A proposal to build a 16-turbine wind farm near Seymour, in Victoria, has been given the green light by VCAT.
The Cherry Tree Wind Farm was rejected by the Mitchell Shire which cited health concerns but that decision has been overruled.
The project by Infigen Energy is the first wind farm to be approved under the government’s new planning laws which were introduced in 2011.
The tribunal had adjourned the hearing into the project, which received more than 100 objections, for about six months to wait for studies into the effects of turbines.
In its decision reasonings the tribunal said: “there was no persuasive evidence establishing a casual link between those effects and air pressure generated by the turbines, in the form of either audible noise or infrasound, that is, air wave pressure below the threshold of human hearing”.
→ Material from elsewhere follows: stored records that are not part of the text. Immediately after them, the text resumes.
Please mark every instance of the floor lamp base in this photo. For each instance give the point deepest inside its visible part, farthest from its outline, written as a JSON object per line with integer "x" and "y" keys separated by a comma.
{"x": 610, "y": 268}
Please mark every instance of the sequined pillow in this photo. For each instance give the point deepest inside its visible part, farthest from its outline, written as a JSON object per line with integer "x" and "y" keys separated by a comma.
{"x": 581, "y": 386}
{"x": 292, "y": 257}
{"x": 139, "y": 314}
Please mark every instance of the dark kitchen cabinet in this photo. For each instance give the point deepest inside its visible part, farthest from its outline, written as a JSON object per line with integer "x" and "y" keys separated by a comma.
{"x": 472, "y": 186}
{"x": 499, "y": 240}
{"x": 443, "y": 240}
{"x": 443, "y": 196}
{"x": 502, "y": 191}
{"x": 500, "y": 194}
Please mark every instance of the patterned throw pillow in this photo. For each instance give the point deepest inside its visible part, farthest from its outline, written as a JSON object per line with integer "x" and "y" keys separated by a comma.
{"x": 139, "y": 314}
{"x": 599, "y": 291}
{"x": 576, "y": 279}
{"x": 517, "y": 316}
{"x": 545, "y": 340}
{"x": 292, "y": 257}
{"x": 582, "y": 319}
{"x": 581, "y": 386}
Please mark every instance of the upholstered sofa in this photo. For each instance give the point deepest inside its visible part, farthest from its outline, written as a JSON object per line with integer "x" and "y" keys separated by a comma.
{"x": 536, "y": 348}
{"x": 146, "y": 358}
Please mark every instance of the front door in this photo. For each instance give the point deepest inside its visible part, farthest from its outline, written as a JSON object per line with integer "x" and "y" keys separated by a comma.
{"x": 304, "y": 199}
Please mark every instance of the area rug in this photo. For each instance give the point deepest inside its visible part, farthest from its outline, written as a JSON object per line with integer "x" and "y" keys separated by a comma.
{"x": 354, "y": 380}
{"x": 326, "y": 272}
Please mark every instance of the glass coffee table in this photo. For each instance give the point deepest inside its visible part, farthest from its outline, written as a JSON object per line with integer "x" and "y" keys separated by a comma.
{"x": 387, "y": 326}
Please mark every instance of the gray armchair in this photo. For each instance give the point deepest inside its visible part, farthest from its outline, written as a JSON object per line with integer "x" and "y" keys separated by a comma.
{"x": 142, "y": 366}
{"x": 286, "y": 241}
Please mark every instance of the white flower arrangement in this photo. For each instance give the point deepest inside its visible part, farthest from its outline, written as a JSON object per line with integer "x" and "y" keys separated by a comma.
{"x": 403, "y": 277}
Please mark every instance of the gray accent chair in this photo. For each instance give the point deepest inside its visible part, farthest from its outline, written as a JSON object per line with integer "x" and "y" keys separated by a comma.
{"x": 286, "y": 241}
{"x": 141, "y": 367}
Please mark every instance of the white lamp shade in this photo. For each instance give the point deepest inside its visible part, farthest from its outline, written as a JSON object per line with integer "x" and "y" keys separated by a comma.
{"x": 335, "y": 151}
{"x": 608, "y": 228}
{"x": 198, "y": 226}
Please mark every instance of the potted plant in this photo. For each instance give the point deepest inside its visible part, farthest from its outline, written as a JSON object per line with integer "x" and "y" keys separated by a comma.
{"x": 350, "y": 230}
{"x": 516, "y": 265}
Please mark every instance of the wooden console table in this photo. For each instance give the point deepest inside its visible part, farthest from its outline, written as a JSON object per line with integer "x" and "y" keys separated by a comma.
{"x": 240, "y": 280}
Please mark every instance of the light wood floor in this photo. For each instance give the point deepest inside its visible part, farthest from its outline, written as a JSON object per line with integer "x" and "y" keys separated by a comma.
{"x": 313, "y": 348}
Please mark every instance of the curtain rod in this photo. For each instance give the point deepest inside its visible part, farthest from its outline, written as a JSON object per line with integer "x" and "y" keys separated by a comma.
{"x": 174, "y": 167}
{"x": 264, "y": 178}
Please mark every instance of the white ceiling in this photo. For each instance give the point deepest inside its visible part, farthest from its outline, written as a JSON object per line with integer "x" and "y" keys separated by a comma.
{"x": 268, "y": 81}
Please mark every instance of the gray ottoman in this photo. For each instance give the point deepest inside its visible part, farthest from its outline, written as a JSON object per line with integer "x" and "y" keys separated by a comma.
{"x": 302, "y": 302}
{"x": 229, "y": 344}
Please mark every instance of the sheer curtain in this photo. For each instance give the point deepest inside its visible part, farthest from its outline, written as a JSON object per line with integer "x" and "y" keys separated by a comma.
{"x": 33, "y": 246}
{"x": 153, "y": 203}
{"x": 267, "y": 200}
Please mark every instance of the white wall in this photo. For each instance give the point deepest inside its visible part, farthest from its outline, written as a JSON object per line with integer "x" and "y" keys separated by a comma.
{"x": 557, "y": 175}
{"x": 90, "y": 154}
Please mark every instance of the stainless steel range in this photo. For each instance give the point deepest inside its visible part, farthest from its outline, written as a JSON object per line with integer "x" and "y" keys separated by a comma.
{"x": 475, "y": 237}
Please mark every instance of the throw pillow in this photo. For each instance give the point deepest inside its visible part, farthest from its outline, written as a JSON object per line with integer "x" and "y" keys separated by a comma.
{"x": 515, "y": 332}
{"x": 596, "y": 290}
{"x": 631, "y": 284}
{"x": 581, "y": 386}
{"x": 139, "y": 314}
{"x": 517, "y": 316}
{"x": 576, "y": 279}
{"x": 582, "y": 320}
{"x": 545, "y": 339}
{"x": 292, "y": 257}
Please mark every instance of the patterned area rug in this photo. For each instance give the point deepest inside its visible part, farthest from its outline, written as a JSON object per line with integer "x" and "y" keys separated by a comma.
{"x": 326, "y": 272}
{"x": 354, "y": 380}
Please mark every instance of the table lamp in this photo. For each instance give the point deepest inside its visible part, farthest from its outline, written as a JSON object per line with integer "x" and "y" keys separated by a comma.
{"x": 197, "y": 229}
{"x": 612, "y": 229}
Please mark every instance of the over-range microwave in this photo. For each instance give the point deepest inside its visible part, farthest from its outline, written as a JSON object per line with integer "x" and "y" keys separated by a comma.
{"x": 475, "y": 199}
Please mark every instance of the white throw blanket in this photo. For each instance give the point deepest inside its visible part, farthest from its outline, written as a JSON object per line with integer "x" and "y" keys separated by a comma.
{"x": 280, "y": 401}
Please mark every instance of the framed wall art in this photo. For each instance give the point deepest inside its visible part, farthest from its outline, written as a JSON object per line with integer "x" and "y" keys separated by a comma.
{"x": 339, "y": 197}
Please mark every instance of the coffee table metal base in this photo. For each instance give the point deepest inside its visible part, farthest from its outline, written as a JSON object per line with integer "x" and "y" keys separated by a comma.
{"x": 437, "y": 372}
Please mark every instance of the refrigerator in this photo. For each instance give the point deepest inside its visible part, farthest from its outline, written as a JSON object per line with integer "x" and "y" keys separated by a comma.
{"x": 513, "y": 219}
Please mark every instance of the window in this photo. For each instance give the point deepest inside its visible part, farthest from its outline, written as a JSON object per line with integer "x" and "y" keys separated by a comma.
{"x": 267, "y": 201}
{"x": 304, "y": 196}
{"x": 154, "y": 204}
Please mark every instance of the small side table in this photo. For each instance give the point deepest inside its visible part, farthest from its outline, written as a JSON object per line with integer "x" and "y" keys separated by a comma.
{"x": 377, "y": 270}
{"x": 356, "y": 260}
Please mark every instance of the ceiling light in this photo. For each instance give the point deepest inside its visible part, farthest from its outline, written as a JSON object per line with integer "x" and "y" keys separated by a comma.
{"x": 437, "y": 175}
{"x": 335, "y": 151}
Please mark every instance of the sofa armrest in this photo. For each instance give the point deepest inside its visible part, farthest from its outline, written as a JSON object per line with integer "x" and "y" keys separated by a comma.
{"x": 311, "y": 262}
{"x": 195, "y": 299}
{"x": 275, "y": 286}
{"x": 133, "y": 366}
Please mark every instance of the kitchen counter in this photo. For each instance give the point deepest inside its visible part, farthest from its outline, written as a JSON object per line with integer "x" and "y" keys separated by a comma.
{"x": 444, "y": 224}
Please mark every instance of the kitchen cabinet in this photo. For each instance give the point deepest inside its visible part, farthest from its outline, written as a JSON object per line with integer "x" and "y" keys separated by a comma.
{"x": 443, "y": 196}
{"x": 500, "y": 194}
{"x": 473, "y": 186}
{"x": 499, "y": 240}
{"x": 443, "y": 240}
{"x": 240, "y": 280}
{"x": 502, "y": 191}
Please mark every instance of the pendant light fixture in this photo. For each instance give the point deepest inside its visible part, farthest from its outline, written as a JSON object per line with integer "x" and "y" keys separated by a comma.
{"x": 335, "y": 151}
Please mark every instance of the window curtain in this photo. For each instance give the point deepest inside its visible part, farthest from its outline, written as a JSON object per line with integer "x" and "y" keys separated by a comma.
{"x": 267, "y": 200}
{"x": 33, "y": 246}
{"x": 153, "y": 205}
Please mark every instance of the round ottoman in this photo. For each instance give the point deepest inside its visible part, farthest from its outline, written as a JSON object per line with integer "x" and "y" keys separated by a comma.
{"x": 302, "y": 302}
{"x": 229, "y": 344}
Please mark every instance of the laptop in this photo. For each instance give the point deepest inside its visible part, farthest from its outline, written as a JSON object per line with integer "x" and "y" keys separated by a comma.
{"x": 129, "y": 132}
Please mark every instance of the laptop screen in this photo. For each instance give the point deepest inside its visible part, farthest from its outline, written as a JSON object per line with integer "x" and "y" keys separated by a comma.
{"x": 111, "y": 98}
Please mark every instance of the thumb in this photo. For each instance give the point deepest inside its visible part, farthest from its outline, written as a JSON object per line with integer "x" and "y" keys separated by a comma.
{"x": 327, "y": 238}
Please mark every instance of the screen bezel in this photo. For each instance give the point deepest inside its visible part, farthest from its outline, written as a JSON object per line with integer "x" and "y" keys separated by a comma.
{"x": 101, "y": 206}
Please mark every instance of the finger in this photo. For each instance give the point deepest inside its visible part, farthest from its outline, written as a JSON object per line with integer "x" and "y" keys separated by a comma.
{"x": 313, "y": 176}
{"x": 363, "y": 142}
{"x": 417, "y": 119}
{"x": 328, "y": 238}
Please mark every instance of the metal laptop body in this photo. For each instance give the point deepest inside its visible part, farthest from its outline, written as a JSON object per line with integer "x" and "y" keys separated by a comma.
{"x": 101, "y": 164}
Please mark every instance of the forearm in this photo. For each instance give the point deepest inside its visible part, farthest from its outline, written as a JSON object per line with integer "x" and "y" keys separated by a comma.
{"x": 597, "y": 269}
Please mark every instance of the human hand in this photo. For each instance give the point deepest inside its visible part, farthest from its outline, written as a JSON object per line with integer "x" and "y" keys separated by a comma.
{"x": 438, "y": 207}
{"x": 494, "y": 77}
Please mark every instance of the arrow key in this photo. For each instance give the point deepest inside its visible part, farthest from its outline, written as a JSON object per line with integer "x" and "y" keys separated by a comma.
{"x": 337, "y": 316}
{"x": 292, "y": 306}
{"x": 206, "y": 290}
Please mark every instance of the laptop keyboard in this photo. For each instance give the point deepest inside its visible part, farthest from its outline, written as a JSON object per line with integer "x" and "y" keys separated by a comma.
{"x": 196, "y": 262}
The finding later stated there was “no compelling evidence, and indeed no expert evidence at all that was capable of being tested, that would justify the tribunal adopting a view that is opposed to the clearly stated opinion of the public health authorities”.
The tribunal used information from NSW and Victorian health department to form its decision.
The tribunal accepts the council’s 2km buffer zone between turbines and nearby homes.
Yes 2 Renewables’ Leigh Ewbank said in a statement: “VCAT’s decision once again proves wind farms are clean and safe. They’ve rejected the claims that wind farms make people sick”.
“The project would not have been possible without an active proponent and supportive community.”